Lloyd George was now Prime Minister of a government with only half of his own party, with the other half in opposition, and the minority Conservatives now outnumbering his own Liberal supporters within the government. This peculiar line-up lasted not only the rest of the war, but beyond. Lloyd George was determined to win the peace, and spent most of the next year in Versailles negotiating with Wilson and Clemenceau.4
And then they just kept on going, because if there wasn't one crisis to deal with, there was another. The Russian civil war, the war between Greece and Turkey ... somewhere Britain had to have its hand in, and Lloyd George was so deft, and so popular, that his Conservative ministers didn't feel they could do without him.
The Conservative backbenchers, however, got restless, and resentful of the PM's rather sordid ways. (Among other things, he sold titles of nobility for cash.) Was Lloyd George a prisoner of his Conservative followers, or were they the prisoners of him? Nobody was quite sure which. Finally, in October of 1922, the backbenchers, led by a then-obscure junior cabinet minister named Stanley Baldwin, staged another coup, and voted against continuing the coalition.5 The ground was cut out from under not only Lloyd George, but the leading Conservative ministers, and they all resigned. A new, all-Conservative government was formed out of what was rather nastily called "the second eleven"6, Baldwin and others highly disgruntled at Lloyd George - notably a fellow named Neville Chamberlain - prominent among them. Ever since, a committee consisting of all the Conservative backbenchers7 has had the power to call the leadership to account for itself, and it is known as the 1922 Committee.
And that was the end of the first coalition. Tomorrow, the second coalition.

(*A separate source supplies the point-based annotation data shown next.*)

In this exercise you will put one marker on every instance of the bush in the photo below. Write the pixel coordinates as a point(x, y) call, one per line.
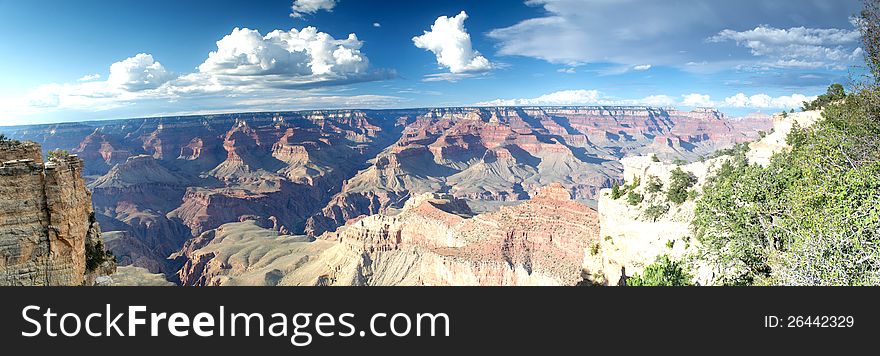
point(679, 183)
point(594, 249)
point(663, 272)
point(810, 217)
point(96, 255)
point(834, 93)
point(653, 185)
point(655, 211)
point(634, 198)
point(57, 154)
point(615, 191)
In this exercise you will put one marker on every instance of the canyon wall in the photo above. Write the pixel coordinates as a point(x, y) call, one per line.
point(634, 237)
point(159, 182)
point(433, 240)
point(46, 220)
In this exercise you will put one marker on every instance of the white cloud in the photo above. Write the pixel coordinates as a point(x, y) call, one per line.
point(137, 73)
point(564, 97)
point(451, 77)
point(302, 7)
point(697, 100)
point(797, 47)
point(581, 97)
point(629, 33)
point(451, 43)
point(595, 97)
point(762, 101)
point(245, 68)
point(89, 77)
point(245, 52)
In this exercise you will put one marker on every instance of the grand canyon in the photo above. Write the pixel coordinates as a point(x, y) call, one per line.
point(434, 196)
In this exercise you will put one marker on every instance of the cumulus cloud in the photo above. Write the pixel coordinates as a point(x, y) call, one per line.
point(245, 68)
point(595, 97)
point(298, 53)
point(294, 59)
point(89, 77)
point(138, 73)
point(798, 47)
point(450, 42)
point(764, 101)
point(302, 7)
point(697, 100)
point(580, 97)
point(634, 32)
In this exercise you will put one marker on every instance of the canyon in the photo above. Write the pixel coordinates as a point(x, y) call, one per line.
point(48, 233)
point(435, 196)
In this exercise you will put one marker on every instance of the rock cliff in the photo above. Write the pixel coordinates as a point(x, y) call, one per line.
point(48, 232)
point(434, 239)
point(635, 232)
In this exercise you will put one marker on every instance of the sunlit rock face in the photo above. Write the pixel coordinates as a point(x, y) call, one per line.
point(160, 182)
point(46, 220)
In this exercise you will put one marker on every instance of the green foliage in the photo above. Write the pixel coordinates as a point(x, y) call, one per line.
point(634, 198)
point(663, 272)
point(737, 150)
point(594, 249)
point(615, 191)
point(679, 183)
point(655, 211)
point(653, 185)
point(869, 26)
point(96, 255)
point(57, 154)
point(809, 218)
point(834, 93)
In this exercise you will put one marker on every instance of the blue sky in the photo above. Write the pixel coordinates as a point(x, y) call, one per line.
point(85, 60)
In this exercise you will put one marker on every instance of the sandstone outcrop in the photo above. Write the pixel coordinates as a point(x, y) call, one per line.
point(48, 233)
point(435, 239)
point(162, 181)
point(632, 238)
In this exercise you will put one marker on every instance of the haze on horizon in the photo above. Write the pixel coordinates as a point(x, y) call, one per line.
point(66, 61)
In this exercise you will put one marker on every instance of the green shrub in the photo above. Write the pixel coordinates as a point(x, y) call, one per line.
point(834, 93)
point(663, 272)
point(594, 249)
point(810, 217)
point(655, 211)
point(634, 198)
point(57, 154)
point(679, 183)
point(615, 191)
point(653, 185)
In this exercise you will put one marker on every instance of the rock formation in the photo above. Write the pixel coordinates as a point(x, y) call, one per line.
point(632, 238)
point(159, 182)
point(434, 239)
point(48, 233)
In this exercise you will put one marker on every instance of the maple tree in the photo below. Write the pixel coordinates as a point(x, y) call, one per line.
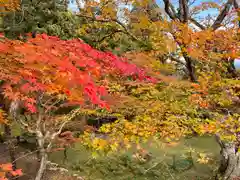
point(208, 50)
point(46, 73)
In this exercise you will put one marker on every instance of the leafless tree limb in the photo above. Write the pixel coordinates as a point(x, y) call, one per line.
point(170, 9)
point(222, 15)
point(202, 27)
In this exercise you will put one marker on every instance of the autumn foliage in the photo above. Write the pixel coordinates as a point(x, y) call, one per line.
point(70, 68)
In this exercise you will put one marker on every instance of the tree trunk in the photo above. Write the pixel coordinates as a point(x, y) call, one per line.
point(43, 155)
point(230, 161)
point(43, 165)
point(190, 67)
point(11, 146)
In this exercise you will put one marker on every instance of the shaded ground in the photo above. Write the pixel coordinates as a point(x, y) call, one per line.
point(27, 161)
point(114, 168)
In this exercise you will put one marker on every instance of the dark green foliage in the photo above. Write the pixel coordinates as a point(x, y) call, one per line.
point(44, 16)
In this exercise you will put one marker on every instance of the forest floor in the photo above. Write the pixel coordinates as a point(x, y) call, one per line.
point(111, 168)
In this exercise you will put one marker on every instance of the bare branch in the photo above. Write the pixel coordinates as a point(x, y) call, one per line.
point(222, 15)
point(197, 24)
point(170, 9)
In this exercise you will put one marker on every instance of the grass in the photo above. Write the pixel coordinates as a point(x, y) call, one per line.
point(124, 166)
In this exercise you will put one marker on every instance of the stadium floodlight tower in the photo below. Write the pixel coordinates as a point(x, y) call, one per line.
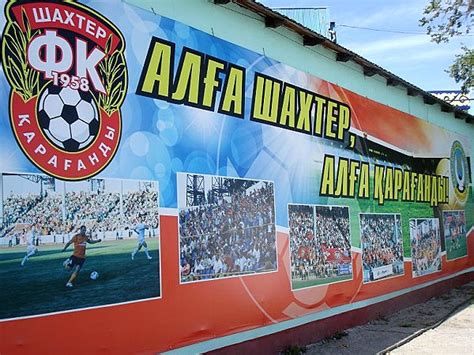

1. Great-grandfather of Helena Bonham-Carter, by the way. I like pointing that out, for some reason.
2. Which had set the Liberals and Conservatives against each other so viciously that their cooperation merely five years later was really rather surprising.
3. An odd position for him to take, given that there was already another former Prime Minister in a subordinate cabinet post.
4. The Conservative leader ran the government in Parliament for him, thus offering a precedent for a positive answer to the question, "Will Clegg stand in at Prime Minister's Question Time when Cameron is away?"
5. Baldwin's extraordinary political success, then and later, puzzled some of his contemporaries, who did not find him especially prepossessing. Part of his secret was his ability to make extremely powerful political speeches, some of which were written for him by his cousin, whose name was Rudyard Kipling.
6. i.e. the backup cricket players.
7. Backbenchers - who in the British Parliament literally sit on the back benches - are those members of a party who do not hold government posts, when the party is in power, or the equivalent opposition spokesmanships, when it is not.